# In welches Online-Rollenspiel werden Sie sich stürzen?



## Administrator (24. November 2004)

*In welches Online-Rollenspiel werden Sie sich stürzen?*

Jetzt ist Ihre Meinung gefragt: Hier können Sie Ihren Kommentar zum Quickpoll veröffentlichen und mit  anderen Lesern darüber diskutieren.


----------



## steffenthebrain (24. November 2004)

*AW: In welches Online-Rollenspiel werden Sie sich stürzen?*

Warum muss das nur alles so teuer sein


----------



## Renner404 (24. November 2004)

*AW: In welches Online-Rollenspiel werden Sie sich stürzen?*



			
				steffenthebrain am 24.11.2004 14:27 schrieb:
			
		

> Warum muss das nur alles so teuer sein



Mich stören ja nur die monatlichen Preise, mit einer einmaligen Gebühr, zB für den Client wär ich ja einverstanden.


----------



## Buesel (24. November 2004)

*AW: In welches Online-Rollenspiel werden Sie sich stürzen?*

ist es für einen arbeitenen menschen doch nicht.


----------



## ShadowSoul (24. November 2004)

*AW: In welches Online-Rollenspiel werden Sie sich stürzen?*



			
				Renner404 am 24.11.2004 14:30 schrieb:
			
		

> steffenthebrain am 24.11.2004 14:27 schrieb:
> 
> 
> 
> ...




und du meinst die bei z.b Everquest 2 47 vorhandene server sind umsonst?

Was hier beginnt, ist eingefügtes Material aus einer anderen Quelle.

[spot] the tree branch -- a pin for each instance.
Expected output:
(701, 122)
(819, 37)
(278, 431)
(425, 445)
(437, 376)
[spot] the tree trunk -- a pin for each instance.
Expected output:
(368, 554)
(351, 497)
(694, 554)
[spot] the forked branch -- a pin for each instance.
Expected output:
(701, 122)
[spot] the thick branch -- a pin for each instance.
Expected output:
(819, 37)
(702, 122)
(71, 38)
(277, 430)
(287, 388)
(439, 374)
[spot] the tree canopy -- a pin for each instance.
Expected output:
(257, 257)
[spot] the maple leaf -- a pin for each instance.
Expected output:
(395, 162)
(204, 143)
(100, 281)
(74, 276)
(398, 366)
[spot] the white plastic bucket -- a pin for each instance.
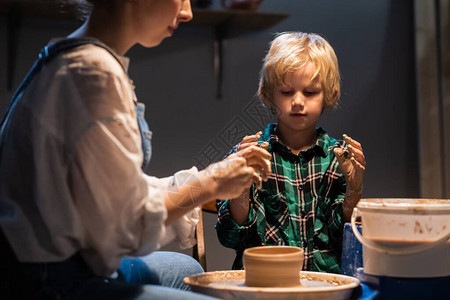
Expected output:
(404, 237)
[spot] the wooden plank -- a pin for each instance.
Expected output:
(429, 116)
(445, 71)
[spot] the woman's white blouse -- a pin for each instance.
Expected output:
(70, 171)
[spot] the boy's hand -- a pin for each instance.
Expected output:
(353, 164)
(237, 172)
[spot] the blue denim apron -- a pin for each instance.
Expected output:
(46, 54)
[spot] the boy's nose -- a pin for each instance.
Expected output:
(298, 100)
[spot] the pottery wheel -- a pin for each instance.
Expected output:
(312, 285)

hier die quelle: http://www.gdmag.com/pdfs/EverQuest.pdf

klar is es nicht schön weiter geld zu zahlen, aber würde man nur einen server nutzen würde das lag pur bedeuten, was den spiel spass deutlich mindern würde..

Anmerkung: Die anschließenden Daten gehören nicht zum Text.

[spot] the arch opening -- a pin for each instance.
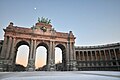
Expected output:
(60, 57)
(21, 56)
(41, 59)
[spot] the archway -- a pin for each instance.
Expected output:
(21, 55)
(61, 52)
(41, 59)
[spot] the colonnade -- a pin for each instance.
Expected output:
(105, 57)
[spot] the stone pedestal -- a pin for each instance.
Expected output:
(31, 65)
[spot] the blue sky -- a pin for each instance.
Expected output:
(93, 22)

und an alle EQ2 spieler die sich über die ständigen patches beschweren: seid froh, so wird das spiel nur besser und die ganzen texte werden bald deutsch sein sowie der Geforce 6800 serie bug wird bald behoben sein..


----------



## Kajetan (25. November 2004)

*AW: In welches Online-Rollenspiel werden Sie sich stürzen?*



			
				Buesel am 24.11.2004 14:31 schrieb:
			
		

> ist es für einen arbeitenen menschen doch nicht.



Nein, für einen arbeitenden Menschen ist das nicht zu teuer. Doch ein arbeitender Mensch hat nunmal nicht die Zeit für ein typisches MMORPG. Ich zB. habe mit Ultima Online zähneknirschend aufgehört, weil ich dummerweise nicht mit nur 3h Schlaf täglich auskommen kann und mein Leben nicht nur aus Arbeit und Ultima Online bestehen sollte.

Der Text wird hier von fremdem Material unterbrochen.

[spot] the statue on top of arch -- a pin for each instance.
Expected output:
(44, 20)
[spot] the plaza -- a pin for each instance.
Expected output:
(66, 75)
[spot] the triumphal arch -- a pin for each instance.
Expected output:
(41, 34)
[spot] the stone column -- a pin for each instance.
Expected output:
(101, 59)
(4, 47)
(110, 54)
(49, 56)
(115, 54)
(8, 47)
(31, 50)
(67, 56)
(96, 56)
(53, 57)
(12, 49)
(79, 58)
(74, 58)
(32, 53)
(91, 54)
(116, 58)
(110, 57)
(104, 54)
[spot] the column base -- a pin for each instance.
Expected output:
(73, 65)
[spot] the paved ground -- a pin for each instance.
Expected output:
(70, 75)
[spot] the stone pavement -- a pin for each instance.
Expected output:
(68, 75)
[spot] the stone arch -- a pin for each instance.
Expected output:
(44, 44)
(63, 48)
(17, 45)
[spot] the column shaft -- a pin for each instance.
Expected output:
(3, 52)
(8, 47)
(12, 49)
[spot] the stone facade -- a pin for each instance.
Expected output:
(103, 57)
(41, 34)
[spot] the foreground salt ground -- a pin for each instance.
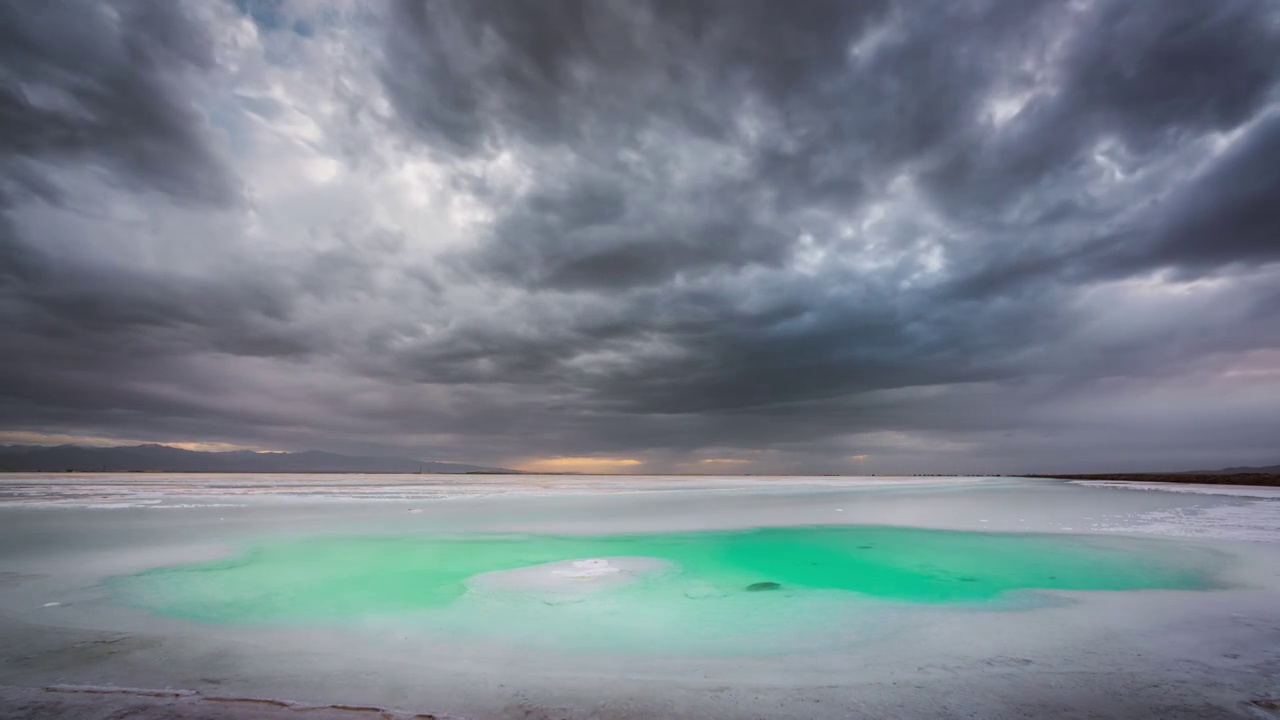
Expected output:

Dass eine Reihe vielversprechender MMORPG-Projekte im Laufe der letzten Zeit eingestellt wurde, ist durchaus nachzuvollziehen. Der Markt hierfür wird maßlos überschätzt ...


----------



## Buesel (25. November 2004)

*AW: In welches Online-Rollenspiel werden Sie sich stürzen?*



			
				Kajetan am 25.11.2004 12:30 schrieb:
			
		

> Buesel am 24.11.2004 14:31 schrieb:
> 
> 
> 
> ...



wieviel spielst du denn?
ich komm ca auf eine stunde am tag - macht 30 im monat - dann kostet mich eine stunde ca 40 cent! finde ich nicht teuer!


----------



## Kajetan (25. November 2004)

*AW: In welches Online-Rollenspiel werden Sie sich stürzen?*



			
				Buesel am 25.11.2004 12:47 schrieb:
			
		

> wieviel spielst du denn?



Ich habe früher bis zu 6h täglich, am Wochenende quasi rund um die Uhr gespielt. Doch ein wenig zu viel 



> ich komm ca auf eine stunde am tag - macht 30 im monat - dann kostet mich eine stunde ca 40 cent! finde ich nicht teuer!



Die Kosten spielen für einen Werktätigen auch kaum eine Rolle, darum ging es mir auch nicht.

Ich möchte nur darauf hinweisen, dass so gut wie alle MMORPG's nur dann ein erfolgreiches Spielerlebnis bescheren, wenn man sehr viel Zeit investiert und sich Stunden damit vergnügen kann, den eigenen Char durch stupides Abschlachten von Ratten, Holzhacken oder anderem Bullshit so langsam aufzupäppeln. Als ich noch sehr viel Zeit und Muße hatte, war das auch kein Problem. Doch mittlerweile ist mir der Zeitaufwand hierfür zu schade. Ich habe letztlich mal wieder Ultima Online reaktiviert, doch nach zwei Stunden ödem Erz-Abbaus wieder aufgehört. Gähnnnn! Ebenso ein Versuch über eine Woche StarWars Galaxies zu spielen. So derart zäh und mühsam und stupide ...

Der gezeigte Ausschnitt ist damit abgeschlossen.